- Born: Uganda
- Citizenship: Uganda
- Education: Makerere University (Bachelor of Science in Electrical Engineering) University of Bristol (Master of Science in Communications Systems and Signal Processing) University of Strathclyde (Master of Science in Economic Management and Policy)
- Occupations: Electrical engineer and corporate executive
- Years active: 2000 — present
- Known for: Professional competence
- Title: Director of Engineering and Communication Infrastructure of Uganda Communications Commission

= Irene Sewankambo =

Ugandan electrical engineer

Irene Kaggwa Sewankambo (née Irene Kaggwa) is a Ugandan electrical engineer and corporate executive, who serves as the Director of Engineering and Communication Infrastructure at the Uganda Communications Commission (UCC).

From 10 February 2020 until 24 November 2023, she served as the Acting Executive Director of the UCC.

==Background and education==
She was born in Uganda and she attended Kitante Primary School in Kampala, Uganda.
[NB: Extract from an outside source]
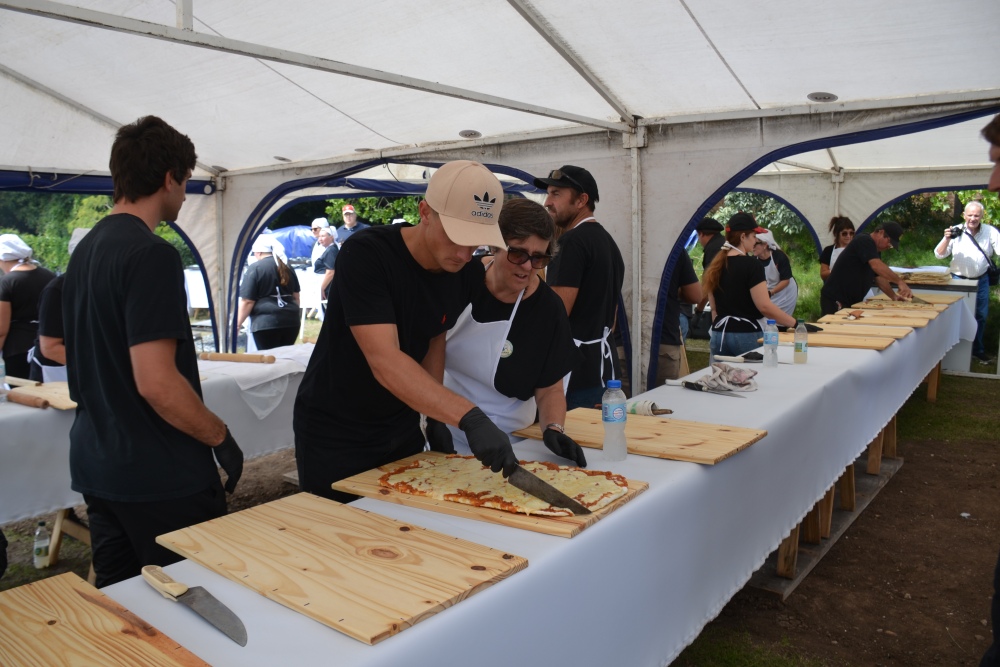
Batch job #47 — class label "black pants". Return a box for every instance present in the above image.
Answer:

She studied at Mount Saint Mary's College Namagunga for her middle and high school education. She graduated with a High School Diploma in Mathematics, Physics and Chemistry. She was then admitted to Makerere University to study electrical engineering.

She holds a Bachelor of Science in Electrical Engineering degree, obtained from Makerere University, Uganda's oldest and largest public university. Her second degree, a Master of Science in Communications Systems and Signal Processing, was awarded by the University of Bristol. She also holds a Master of Science in Economic Management and Policy, obtained from the University of Strathclyde.

==Career==
Before February 2020, Engineer Sewankambo served as the Director for Engineering and Communication Infrastructure at the Uganda Communications Commission. Before that, she was the head of the research and development unit at UCC as well as coordinator in the office of the executive director.
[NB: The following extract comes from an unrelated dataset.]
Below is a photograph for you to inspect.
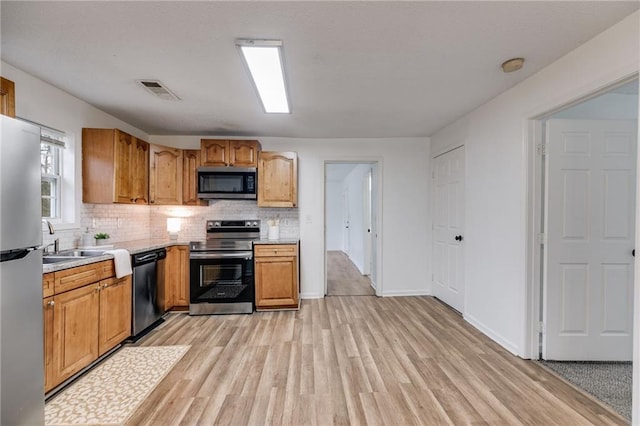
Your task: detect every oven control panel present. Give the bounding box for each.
[207,219,260,231]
In February 2020, Judith Nabakooba, the Cabinet Minister of Information and Communications Technology appointed Irene Sewankambo as the Acting Executive Director, pending the appointment of a substantive executive director. She replaced Engineer Godfrey Mutabazi, whose two consecutive five-year contracts had expired.
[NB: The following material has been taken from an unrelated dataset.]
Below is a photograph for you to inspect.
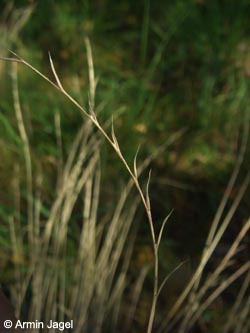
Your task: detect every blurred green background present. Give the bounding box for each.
[0,0,250,326]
In November 2023, after nearly four years as acting ED at UCC, she relinquished her ED role to George William Nyombi Thembo and reverted to her substantive role as Director of Engineering and Communication Infrastructure.

==Other consideration==
She is credited with possession of soft people skills in the areas of leadership and management, including leading by example, mentoring, conflict resolution through dialogue, goal-setting and follow-up.

==Personal details==
Irene Kaggwa Sewankambo is a married woman with children.